俺はそう言って財布代わりに使っている道具袋から銀貨1枚を取り出しながら気になることを聞いてみることにした。


「依頼を完遂した場合の報酬は何処で受け取れば良いんだ? この街に戻ってこないといけないのか?」

「この受諾書をウィレンドの街にあるギルドに提出してください。 街に入って直ぐの建物ですのでわかり易いと思いますよ」


手渡された受諾書には『シャノルクギルド』という判子が押されている。

その判子の横には他に2箇所の判子を押せるスペースが空けられていた。


「それではウィレンドまでの道程は遠いですが、お気をつけて行って来て下さい」


ギルドでの手続きを終了させ、配達する樽を受け取るべく酒場へと足を運んだ。


「すいませ~ん。 ギルドで配達の依頼を受けたんですが」

「ああ待ってたよ。 ああアンタが受けてくれたのかい! それじゃあコレを頼むよ」


そう言って手渡された物は両手で抱えられるほどの樽だった。


「あ、そうそう依頼書の受諾書を出してくれないか?」


俺は如何するのかと思いながらギルドで受け取った受諾書をライトさんに手渡すと。


「街から街に配達される品物にはギルドの判子と依頼者のサインが必要になるのさ。 っと此れで良い」


返された受諾書をみるとギルドの判子の下にライトさんの名前が荒っぽい字で書き殴られていた。
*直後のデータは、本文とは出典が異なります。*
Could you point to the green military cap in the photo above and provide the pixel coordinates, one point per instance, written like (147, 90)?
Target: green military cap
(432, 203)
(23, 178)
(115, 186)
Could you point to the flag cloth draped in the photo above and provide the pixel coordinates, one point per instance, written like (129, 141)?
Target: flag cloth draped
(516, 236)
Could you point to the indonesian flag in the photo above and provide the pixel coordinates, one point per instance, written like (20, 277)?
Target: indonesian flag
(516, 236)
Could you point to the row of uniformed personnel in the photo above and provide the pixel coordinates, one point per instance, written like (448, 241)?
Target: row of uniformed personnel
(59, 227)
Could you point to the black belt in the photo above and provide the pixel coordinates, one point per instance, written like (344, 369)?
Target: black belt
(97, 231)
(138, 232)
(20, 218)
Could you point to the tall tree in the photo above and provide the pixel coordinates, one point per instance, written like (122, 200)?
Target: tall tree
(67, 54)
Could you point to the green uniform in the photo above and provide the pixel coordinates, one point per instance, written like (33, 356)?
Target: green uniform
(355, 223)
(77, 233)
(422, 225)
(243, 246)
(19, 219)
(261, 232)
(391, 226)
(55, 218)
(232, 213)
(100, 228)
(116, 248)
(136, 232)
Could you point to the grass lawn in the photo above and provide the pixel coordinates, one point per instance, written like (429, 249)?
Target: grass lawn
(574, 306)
「昨日の話じゃウィレンドの場所を知らないだろ? 街の裏門から出て小高い丘の街道沿いに歩けば2、3日ほどで辿りつくと思うよ。 命を落としたくなければ、くれぐれも道を外れないようにね」

「分かりました」


樽を受け取った俺はそのまま街の裏門から外に出て、ライトさんに言われたとおり街道を歩いてウィレンドの街を目指す事にした。


街から離れ、山の中腹まで来たところで樽を亜空間倉庫に収納するべく、人目のつかないところに移動するために街道を離れたのだが此処で思いも寄らなかった出来事に遭遇した。
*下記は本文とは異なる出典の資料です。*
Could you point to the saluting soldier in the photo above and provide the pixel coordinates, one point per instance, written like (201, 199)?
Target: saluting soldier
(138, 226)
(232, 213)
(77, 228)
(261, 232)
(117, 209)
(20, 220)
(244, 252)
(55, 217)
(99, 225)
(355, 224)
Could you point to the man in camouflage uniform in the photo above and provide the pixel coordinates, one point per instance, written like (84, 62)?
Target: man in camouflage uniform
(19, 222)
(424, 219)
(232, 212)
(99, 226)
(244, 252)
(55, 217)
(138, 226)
魔物に襲われたのか盗賊にやられたのか、赤い染みが付着してボロボロの衣服を身に纏った一部が白骨化してしまっている遺体が雪原に横たわっていた。


俺は遺体にそっと手を合わせ、その場を後にした。

その後大きな混乱も無く、2日後にはウィレンドの街に到着できた。

俺の身体能力を使えば半日も掛からずに到着する事が出来たのだが、依頼受諾書にはギルドの判子とともに日付と思われる数字が書かれているため、言い訳できる範囲の日数で辿りつかなければならなかった。

シャノルクの街を出た時と同じ様に人目につかない森の中に移動すると配達する樽を取り出し、肩に抱えて街の門を潜りぬけると整然された街並みが広がる空間があった。


ウィレンドの街に一歩足を踏み入れて最初に思ったことといえば『広い』という事だった。

何時までも呆けては居られずに荷物の受け渡しをするべく、酒場を探す事にする。

そして広い街中を歩くこと数分後、木で作られた看板にジョッキのような絵が描かれている酒場と思われし場所にたどり着くことが出来た。

まだ真昼間だからか酒場の中にはカウンター内で準備をしている巨漢の男しか見当たらなかった。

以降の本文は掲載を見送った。